By 1922, Gunn formed Gunn-Son-Ola. This company was incorporated with a capital amount of $150,000. The directors were William and Carlyle Gunn, manufacturers of Wingham, William Wesley Gunn (William Alexander’s son) music dealer of Detroit, Walter James, automobile dealer, of Flint, Michigan and Bert Ferris, hardware merchant of Freeland, Michigan. Gunn-Son-Ola was to manufacture organs, gramophones, pianos and other musical instruments and take over the business carried on by William Gunn in Wingham together with his plant. Other furniture items, such as small writing desks, were included in the product line.
In 1926, after being plagued with diabetes for a few years, even though insulin had been discovered in 1921, William Gunn had been unwell for several weeks but had continued his duties at the factory. He passed away suddenly on Nov. 10 at his home on Francis Street. Left to mourn his passing were his wife, Mary, two sons and two daughters.
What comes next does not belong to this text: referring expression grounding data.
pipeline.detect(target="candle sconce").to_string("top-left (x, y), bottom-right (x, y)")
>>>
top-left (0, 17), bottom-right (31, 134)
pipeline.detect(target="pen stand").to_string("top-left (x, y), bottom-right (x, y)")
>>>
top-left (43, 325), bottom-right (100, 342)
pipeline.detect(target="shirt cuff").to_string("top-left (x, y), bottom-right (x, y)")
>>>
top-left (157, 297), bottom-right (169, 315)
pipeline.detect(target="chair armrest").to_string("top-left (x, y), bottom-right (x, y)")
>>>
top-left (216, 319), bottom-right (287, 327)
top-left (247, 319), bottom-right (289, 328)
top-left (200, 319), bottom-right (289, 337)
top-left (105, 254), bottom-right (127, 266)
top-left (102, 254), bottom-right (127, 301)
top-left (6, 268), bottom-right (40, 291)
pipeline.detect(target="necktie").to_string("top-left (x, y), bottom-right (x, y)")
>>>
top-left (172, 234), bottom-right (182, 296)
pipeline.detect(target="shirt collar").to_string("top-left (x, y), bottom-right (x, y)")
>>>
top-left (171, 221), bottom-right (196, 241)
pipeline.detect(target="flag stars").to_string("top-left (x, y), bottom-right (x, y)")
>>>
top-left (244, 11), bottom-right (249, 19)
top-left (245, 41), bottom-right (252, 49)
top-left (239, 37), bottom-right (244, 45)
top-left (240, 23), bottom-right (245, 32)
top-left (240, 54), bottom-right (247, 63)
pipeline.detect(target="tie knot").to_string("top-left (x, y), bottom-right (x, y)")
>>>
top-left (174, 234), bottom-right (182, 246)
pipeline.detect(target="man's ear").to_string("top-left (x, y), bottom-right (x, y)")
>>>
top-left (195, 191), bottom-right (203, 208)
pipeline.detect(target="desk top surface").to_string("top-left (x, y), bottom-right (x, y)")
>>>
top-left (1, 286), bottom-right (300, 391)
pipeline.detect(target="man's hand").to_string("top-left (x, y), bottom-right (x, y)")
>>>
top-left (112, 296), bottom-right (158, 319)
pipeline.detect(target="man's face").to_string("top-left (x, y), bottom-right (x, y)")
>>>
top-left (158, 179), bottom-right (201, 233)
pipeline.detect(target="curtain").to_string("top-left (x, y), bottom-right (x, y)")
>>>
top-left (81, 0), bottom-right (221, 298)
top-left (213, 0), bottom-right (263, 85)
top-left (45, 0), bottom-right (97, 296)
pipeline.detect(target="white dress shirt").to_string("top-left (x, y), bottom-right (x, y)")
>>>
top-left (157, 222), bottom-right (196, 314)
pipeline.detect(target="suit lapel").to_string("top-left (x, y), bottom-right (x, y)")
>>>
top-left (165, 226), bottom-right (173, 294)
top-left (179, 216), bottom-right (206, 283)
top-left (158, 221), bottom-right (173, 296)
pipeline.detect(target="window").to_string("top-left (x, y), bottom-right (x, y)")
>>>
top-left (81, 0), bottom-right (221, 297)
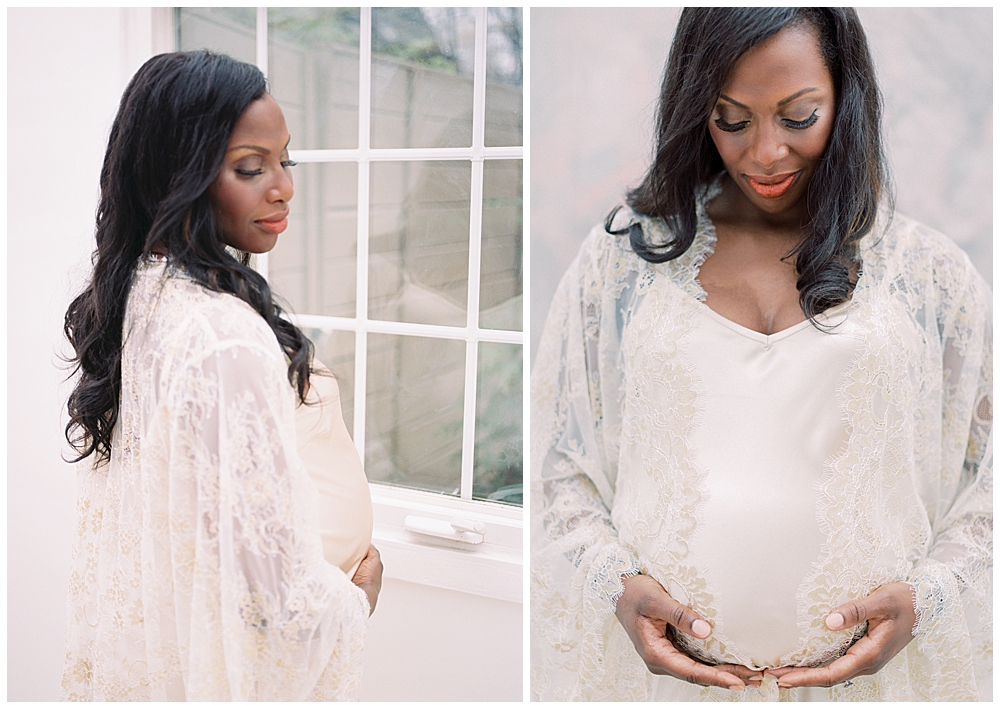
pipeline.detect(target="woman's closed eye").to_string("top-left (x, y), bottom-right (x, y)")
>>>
top-left (713, 109), bottom-right (820, 133)
top-left (235, 160), bottom-right (296, 177)
top-left (713, 116), bottom-right (750, 133)
top-left (782, 110), bottom-right (819, 130)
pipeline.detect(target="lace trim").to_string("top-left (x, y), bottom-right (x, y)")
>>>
top-left (601, 554), bottom-right (642, 613)
top-left (910, 578), bottom-right (938, 637)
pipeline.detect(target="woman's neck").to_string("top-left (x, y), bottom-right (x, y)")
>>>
top-left (708, 173), bottom-right (809, 242)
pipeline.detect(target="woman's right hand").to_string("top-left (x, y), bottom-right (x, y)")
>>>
top-left (351, 544), bottom-right (383, 616)
top-left (615, 574), bottom-right (761, 692)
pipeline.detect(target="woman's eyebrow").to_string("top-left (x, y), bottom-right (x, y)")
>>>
top-left (228, 137), bottom-right (291, 154)
top-left (719, 94), bottom-right (750, 110)
top-left (719, 87), bottom-right (819, 110)
top-left (228, 144), bottom-right (270, 154)
top-left (777, 87), bottom-right (819, 106)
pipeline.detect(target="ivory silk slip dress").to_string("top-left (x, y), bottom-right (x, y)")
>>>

After a funeral service in Wingham, he was interred at a Saginaw cemetery. His son, Carlyle, took over the reins of the company.
By 1927, radios were increasing in popularity and sales for phonographs were declining. The company pivoted and began manufacturing radio cabinets as well as toilet seats. In 1928, an order was received for 500 radio cabinets and, by the next year, the factory was operating 24 hours a day with 115 men being employed. Of this number, 20 men were on the night shift making toilet seats.
An unfortunate incident occurred at the factory in late January of 1929 when William Bolt, an employee, was operating a rip saw the board flew off the machine, striking him in the abdomen. He later died of his injuries.
The October 1929 stock market crash affected the Gunn-Son-Ola company almost immediately. Orders were cancelled and many products already manufactured were not shipped out. A buyer for the business was sought, but in those tough economic times, no one was buying. A sale was held for radio and phonograph cabinets still in stock and the lovely wooden pieces that previously commanded large prices were sold for as little as $2 each. The company declared bankruptcy.
Carlyle Gunn returned to Saginaw after the Brown Brothers, Abraham and Moses, purchased the factory in 1931. They continued a business there for a few years but, eventually, they too shut down.
The building sat empty for a long while until it was eventually demolished and, in 2026, the Alfred Street apartments occupy the land that once housed the Gunn-Son-Ola factory.
And thus, another chapter in the story of Wingham, a town that was synonymous with fine furniture manufacturing, was ended.